A month ago my clothes washer gave up the ghost. A sturdy machine, it had lasted almost 20 years to the day, so as they say, "it didn’t owe me any money." But that meant I had to buy another.
This new machine is amazing! It’s a front loader, meaning you open the door in the side (instead of the top) to move clothes in or out. It’s got about six different types of wash cycles, for things like jeans, whites, delicates, towels, etc. (The old machine had three cycles, which basically let you pick just how hard it beat your clothes; "gentle" meaning it took the longest to turn your garments into lint). It’s got a little draw on the top to hold detergent, softener, bleach, etc. And about 20 buttons and LEDs to let you know what it’s doing at any moment in the wash cycle, and change pretty much any part of the same.

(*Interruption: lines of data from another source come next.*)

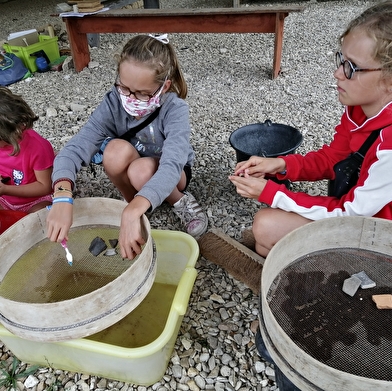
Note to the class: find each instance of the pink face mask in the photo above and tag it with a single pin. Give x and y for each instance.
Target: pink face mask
(139, 108)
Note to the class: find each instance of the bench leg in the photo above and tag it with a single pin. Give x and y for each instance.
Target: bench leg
(278, 46)
(80, 51)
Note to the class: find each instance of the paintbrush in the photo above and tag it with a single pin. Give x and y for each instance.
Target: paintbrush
(239, 261)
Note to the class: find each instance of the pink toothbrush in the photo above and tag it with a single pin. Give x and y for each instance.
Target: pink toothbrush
(68, 254)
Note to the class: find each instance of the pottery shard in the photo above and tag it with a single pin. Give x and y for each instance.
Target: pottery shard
(97, 246)
(383, 302)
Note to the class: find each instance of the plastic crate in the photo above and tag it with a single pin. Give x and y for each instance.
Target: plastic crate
(46, 43)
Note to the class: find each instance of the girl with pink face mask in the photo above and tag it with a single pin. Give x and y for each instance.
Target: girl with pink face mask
(142, 130)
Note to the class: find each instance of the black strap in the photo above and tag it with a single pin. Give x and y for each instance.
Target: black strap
(368, 142)
(132, 132)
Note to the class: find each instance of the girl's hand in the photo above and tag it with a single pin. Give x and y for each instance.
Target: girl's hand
(131, 239)
(59, 221)
(248, 186)
(259, 166)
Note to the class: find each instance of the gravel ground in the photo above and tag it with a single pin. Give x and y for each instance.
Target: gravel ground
(229, 86)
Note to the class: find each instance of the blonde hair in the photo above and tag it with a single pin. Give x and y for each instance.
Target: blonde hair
(376, 21)
(159, 57)
(15, 116)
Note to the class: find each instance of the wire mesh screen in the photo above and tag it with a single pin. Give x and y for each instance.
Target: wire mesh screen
(43, 275)
(347, 333)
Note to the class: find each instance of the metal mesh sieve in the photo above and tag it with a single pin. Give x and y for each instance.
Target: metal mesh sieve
(346, 333)
(42, 274)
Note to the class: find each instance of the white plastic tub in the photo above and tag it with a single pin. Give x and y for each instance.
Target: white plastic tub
(177, 253)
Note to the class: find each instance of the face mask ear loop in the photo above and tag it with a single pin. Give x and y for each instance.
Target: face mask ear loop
(161, 38)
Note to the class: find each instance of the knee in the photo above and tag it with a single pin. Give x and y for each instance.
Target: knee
(118, 155)
(262, 223)
(141, 170)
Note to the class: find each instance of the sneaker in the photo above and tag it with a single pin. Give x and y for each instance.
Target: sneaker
(191, 215)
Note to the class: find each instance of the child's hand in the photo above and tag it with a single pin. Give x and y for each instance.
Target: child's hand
(130, 239)
(257, 166)
(248, 186)
(59, 221)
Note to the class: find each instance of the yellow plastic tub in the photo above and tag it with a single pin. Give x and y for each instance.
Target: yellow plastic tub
(177, 253)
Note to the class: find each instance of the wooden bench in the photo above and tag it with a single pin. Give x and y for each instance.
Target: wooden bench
(182, 20)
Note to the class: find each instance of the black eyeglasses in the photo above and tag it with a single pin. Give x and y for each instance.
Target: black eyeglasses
(349, 68)
(123, 90)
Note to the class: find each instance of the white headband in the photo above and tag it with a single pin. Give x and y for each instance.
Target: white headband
(161, 38)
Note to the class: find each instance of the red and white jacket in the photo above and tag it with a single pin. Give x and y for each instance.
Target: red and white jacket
(372, 196)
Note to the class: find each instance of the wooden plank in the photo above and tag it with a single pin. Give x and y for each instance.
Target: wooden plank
(201, 20)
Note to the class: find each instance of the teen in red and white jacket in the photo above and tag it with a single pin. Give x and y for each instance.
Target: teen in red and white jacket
(364, 85)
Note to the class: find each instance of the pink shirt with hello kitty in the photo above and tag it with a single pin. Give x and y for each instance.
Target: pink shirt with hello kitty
(36, 154)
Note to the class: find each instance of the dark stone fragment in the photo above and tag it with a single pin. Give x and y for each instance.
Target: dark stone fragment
(113, 242)
(97, 246)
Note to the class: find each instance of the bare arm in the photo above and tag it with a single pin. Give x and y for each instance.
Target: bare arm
(42, 186)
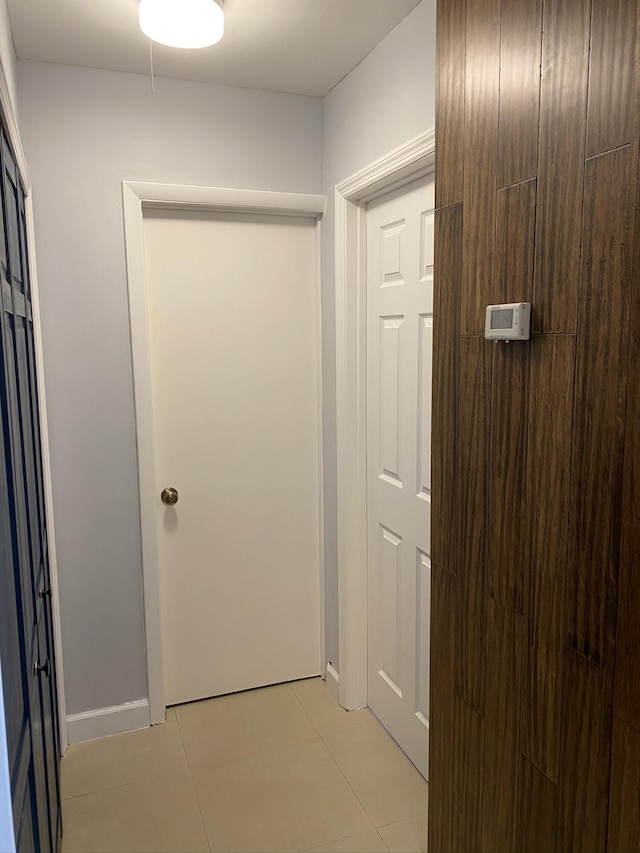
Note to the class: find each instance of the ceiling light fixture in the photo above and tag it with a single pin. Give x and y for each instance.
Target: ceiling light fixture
(182, 23)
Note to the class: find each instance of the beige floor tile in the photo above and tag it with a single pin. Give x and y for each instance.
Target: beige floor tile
(229, 728)
(121, 759)
(385, 781)
(365, 842)
(326, 714)
(158, 816)
(406, 836)
(291, 798)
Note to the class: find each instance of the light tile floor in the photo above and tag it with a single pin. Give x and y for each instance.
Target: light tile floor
(282, 768)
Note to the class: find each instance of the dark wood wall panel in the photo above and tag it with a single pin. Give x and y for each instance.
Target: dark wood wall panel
(600, 402)
(480, 160)
(473, 458)
(501, 748)
(446, 328)
(536, 580)
(507, 470)
(563, 113)
(450, 77)
(467, 778)
(515, 233)
(627, 690)
(519, 91)
(538, 811)
(586, 735)
(548, 479)
(443, 631)
(610, 121)
(624, 814)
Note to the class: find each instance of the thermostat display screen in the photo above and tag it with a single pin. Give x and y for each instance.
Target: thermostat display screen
(502, 319)
(508, 321)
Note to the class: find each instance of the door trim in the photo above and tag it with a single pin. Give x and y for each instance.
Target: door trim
(136, 197)
(13, 134)
(404, 164)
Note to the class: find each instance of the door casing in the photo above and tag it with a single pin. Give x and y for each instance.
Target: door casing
(137, 196)
(399, 167)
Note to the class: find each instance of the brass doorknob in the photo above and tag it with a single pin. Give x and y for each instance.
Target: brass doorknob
(169, 496)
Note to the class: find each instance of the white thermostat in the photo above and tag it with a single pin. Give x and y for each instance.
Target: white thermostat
(508, 322)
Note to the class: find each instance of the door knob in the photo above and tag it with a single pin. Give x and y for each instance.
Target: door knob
(169, 496)
(46, 668)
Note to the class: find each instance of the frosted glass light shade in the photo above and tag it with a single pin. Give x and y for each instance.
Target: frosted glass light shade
(182, 23)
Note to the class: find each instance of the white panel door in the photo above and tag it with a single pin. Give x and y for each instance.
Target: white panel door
(399, 355)
(232, 322)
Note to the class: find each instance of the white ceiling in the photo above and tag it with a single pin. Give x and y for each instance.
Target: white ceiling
(299, 46)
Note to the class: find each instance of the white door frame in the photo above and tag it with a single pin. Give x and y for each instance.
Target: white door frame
(13, 134)
(136, 196)
(410, 161)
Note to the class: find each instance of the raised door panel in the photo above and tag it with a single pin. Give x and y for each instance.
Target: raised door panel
(400, 256)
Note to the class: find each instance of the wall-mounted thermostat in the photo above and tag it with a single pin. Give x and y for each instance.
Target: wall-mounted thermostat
(508, 322)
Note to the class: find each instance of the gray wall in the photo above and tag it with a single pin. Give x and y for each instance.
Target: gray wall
(7, 841)
(385, 101)
(83, 132)
(7, 54)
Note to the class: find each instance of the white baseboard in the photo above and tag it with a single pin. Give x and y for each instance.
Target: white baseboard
(108, 721)
(332, 678)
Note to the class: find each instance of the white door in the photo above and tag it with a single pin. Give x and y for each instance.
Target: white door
(399, 354)
(234, 355)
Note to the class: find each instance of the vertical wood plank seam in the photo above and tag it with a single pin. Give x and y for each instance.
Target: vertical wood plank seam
(624, 722)
(608, 151)
(570, 508)
(633, 302)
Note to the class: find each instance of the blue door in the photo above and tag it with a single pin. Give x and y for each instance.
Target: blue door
(26, 638)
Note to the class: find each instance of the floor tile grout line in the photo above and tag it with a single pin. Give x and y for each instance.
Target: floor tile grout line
(193, 781)
(299, 701)
(347, 838)
(355, 794)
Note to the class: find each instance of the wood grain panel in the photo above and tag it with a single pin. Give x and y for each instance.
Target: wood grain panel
(624, 813)
(482, 84)
(519, 91)
(548, 483)
(507, 472)
(441, 713)
(473, 457)
(610, 121)
(538, 811)
(446, 327)
(515, 227)
(627, 694)
(586, 736)
(450, 76)
(515, 237)
(563, 110)
(600, 400)
(501, 751)
(467, 779)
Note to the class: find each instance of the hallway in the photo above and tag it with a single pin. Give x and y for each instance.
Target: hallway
(282, 768)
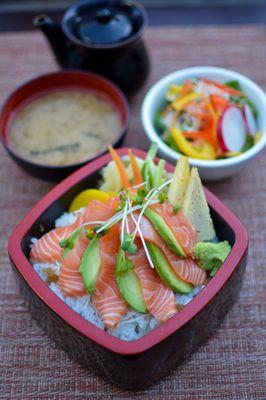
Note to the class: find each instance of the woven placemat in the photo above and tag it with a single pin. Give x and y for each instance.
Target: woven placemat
(231, 365)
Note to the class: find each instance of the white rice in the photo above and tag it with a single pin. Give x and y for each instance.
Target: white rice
(133, 326)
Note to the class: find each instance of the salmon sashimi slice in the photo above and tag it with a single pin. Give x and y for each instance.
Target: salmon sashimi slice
(186, 269)
(180, 226)
(98, 211)
(106, 298)
(47, 248)
(159, 299)
(70, 280)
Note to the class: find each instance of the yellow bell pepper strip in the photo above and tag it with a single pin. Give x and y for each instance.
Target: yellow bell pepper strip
(230, 154)
(181, 103)
(120, 167)
(84, 197)
(135, 168)
(206, 152)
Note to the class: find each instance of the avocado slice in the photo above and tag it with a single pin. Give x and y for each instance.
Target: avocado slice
(211, 256)
(128, 283)
(91, 264)
(165, 271)
(164, 231)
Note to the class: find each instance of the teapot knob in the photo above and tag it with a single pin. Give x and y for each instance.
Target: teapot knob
(104, 15)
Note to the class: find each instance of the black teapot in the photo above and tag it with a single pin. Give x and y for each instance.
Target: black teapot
(104, 36)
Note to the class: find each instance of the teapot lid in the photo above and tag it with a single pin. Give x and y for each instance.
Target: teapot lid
(103, 22)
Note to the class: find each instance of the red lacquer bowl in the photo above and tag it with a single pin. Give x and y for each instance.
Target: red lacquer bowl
(61, 80)
(137, 364)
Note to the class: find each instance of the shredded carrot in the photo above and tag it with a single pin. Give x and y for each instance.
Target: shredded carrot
(135, 168)
(194, 135)
(219, 103)
(120, 166)
(225, 88)
(187, 88)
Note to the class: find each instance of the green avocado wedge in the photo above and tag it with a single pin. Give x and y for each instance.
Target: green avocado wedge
(128, 283)
(164, 231)
(165, 271)
(91, 264)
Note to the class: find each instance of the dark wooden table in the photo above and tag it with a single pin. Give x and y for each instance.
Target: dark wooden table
(231, 365)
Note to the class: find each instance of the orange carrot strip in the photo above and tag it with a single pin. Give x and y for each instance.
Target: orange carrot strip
(187, 88)
(193, 135)
(135, 168)
(120, 166)
(219, 103)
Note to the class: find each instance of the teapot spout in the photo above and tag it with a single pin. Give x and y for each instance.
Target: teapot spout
(54, 35)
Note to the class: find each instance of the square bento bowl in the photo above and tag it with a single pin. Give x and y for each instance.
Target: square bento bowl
(140, 363)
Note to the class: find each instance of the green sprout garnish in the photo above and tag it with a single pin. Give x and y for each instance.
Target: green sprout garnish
(90, 234)
(176, 208)
(128, 244)
(102, 232)
(162, 197)
(69, 243)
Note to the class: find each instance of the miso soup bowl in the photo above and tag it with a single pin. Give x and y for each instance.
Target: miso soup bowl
(208, 169)
(49, 83)
(137, 364)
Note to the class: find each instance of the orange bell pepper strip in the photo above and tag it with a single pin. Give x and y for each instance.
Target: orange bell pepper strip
(120, 167)
(135, 168)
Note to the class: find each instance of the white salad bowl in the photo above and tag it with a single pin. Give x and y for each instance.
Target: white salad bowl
(208, 169)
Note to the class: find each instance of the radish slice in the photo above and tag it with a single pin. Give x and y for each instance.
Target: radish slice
(250, 120)
(231, 130)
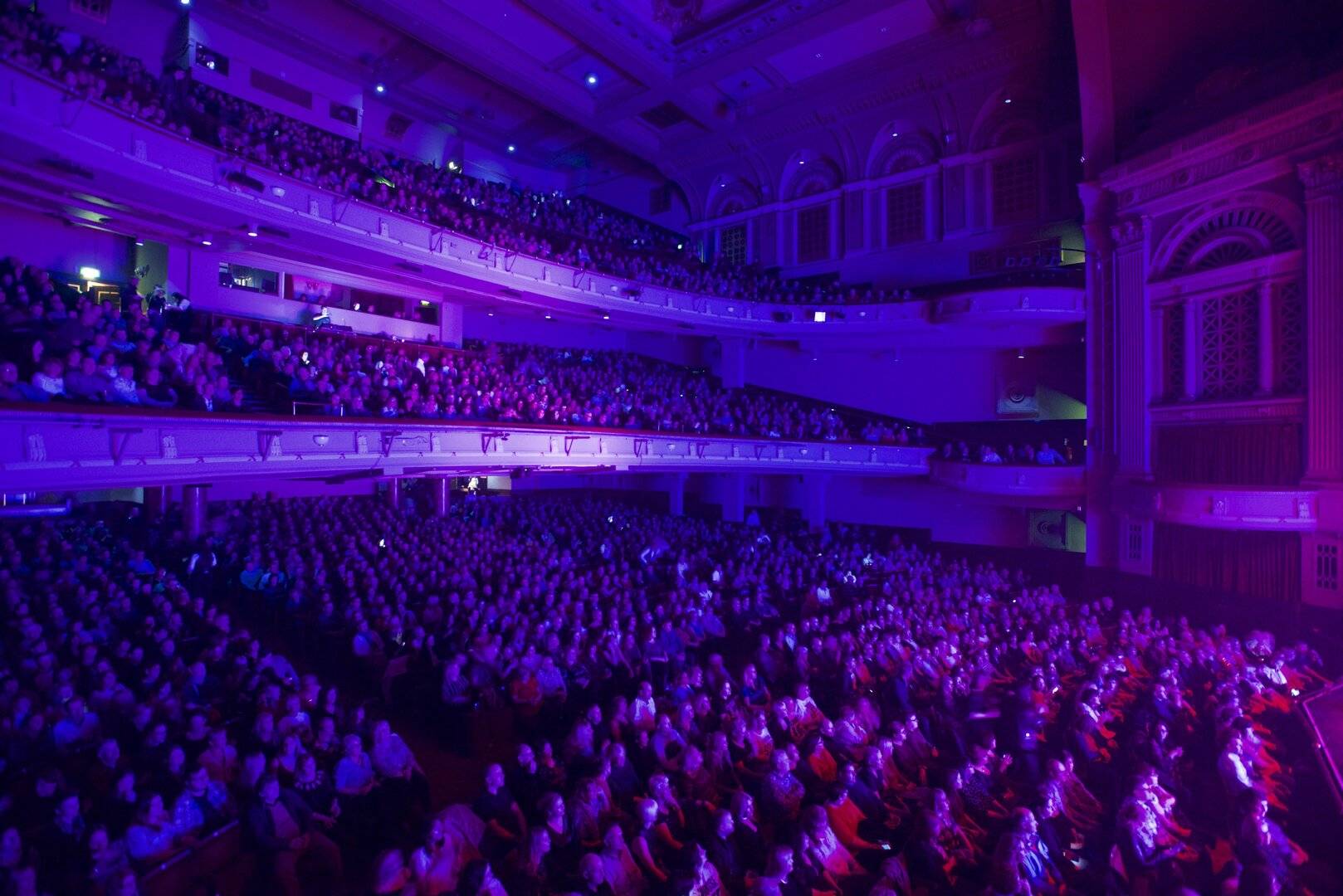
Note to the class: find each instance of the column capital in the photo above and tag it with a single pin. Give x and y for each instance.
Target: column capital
(1128, 231)
(1323, 173)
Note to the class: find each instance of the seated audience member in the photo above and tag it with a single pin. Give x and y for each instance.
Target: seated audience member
(281, 825)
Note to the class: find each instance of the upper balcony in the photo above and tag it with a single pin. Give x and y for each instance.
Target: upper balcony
(49, 449)
(63, 152)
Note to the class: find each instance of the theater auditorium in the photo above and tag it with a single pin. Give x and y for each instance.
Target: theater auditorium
(671, 448)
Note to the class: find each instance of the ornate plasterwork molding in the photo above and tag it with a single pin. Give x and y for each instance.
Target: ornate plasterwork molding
(1323, 173)
(1271, 130)
(715, 42)
(1276, 409)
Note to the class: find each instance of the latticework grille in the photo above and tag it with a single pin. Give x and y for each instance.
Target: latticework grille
(1229, 345)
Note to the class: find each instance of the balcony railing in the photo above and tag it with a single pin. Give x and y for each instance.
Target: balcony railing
(47, 449)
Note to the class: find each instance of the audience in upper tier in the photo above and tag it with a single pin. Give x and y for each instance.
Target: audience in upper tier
(880, 720)
(1026, 453)
(65, 345)
(569, 230)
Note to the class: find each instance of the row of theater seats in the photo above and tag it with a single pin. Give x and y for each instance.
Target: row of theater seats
(696, 707)
(63, 344)
(569, 230)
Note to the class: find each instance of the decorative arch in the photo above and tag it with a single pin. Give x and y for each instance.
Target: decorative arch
(730, 195)
(900, 148)
(1006, 119)
(1228, 231)
(808, 173)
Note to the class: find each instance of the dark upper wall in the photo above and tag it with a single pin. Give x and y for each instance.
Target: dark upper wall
(1154, 71)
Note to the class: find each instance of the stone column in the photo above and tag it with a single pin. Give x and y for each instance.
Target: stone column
(154, 501)
(193, 509)
(1101, 524)
(1132, 317)
(1323, 179)
(732, 496)
(441, 494)
(814, 500)
(676, 494)
(1193, 356)
(1265, 340)
(732, 362)
(450, 324)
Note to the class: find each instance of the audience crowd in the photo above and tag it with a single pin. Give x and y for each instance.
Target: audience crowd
(65, 345)
(710, 709)
(575, 231)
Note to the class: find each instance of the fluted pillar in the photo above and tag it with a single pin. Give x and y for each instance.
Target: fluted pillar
(1101, 525)
(1193, 353)
(1267, 348)
(193, 509)
(1323, 179)
(1134, 329)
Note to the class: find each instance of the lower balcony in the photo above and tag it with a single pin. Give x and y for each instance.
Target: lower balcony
(1223, 507)
(70, 450)
(1036, 485)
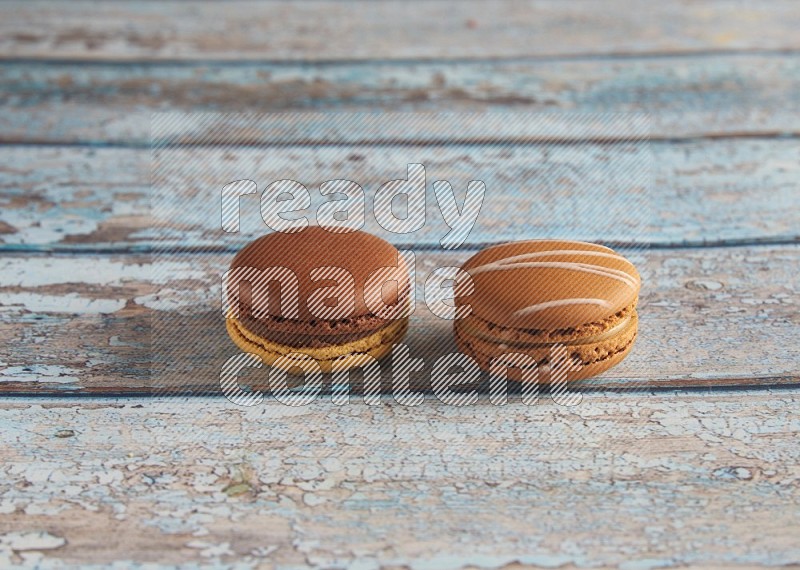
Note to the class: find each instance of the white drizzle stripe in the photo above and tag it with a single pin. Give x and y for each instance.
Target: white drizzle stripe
(532, 255)
(569, 265)
(560, 303)
(530, 241)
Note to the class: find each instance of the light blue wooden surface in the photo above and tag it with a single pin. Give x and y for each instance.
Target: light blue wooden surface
(685, 455)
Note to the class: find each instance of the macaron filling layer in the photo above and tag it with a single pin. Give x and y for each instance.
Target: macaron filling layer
(271, 350)
(512, 336)
(586, 351)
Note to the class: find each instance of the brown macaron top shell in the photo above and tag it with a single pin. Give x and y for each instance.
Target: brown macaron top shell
(357, 252)
(549, 284)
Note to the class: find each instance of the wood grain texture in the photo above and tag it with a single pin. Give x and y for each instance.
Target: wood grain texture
(720, 191)
(620, 481)
(322, 30)
(80, 324)
(686, 97)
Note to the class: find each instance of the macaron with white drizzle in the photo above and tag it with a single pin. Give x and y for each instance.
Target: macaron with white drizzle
(531, 296)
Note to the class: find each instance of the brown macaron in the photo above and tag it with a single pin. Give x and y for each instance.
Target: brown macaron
(330, 296)
(529, 297)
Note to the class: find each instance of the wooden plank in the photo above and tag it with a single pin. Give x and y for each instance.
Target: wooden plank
(695, 479)
(686, 97)
(83, 324)
(709, 191)
(323, 30)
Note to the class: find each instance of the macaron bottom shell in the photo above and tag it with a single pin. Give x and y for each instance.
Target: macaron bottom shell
(589, 357)
(376, 344)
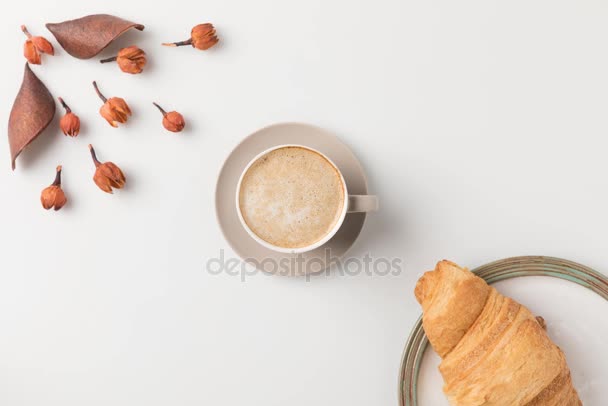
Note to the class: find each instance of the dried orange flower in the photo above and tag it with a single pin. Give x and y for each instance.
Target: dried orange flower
(70, 123)
(130, 60)
(34, 46)
(202, 37)
(107, 174)
(53, 196)
(172, 121)
(115, 110)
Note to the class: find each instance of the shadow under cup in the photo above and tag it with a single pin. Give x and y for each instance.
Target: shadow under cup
(295, 192)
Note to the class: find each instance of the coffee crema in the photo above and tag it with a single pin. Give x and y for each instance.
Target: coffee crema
(291, 197)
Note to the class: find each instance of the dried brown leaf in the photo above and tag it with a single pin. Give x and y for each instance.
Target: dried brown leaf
(85, 37)
(32, 112)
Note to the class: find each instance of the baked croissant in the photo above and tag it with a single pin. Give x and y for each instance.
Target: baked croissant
(494, 351)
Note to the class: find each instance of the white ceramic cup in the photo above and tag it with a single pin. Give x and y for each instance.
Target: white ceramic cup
(352, 204)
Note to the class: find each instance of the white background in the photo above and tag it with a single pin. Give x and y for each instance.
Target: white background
(481, 124)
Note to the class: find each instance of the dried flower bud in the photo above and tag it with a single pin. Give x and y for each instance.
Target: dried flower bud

Watching the cycles (which is possible because of the glass door), I’m facinated by how it operates. It uses just enough water to wash however many clothes you put in, and it tumbles them around, first clockwise, pause, counter-clockwise, pause, over and over again. The spin cycle starts slow, until the clothes balance themselves out, and then it really spins up to horrific speeds. Rinse, tumble, spin, softener, rinse, tumble spin, etc.
Now, someone out there’s wondering what this has to do with a blog on programming, so here’s the connection. The old machine used a mechanical clock switch to regulate when things happened. This new machine uses intelligent software. Someone had to write this stuff. Design, test, debug, etc.
Not all software jobs are glamorous. Not everyone will write Halo 3, or the Space Shuttle guidance system, or the CAT-scan controler. Some of you will only write washing machine code. But think of the thousands or tens of thousands of homeowners who will unknowingly love the stuff you did.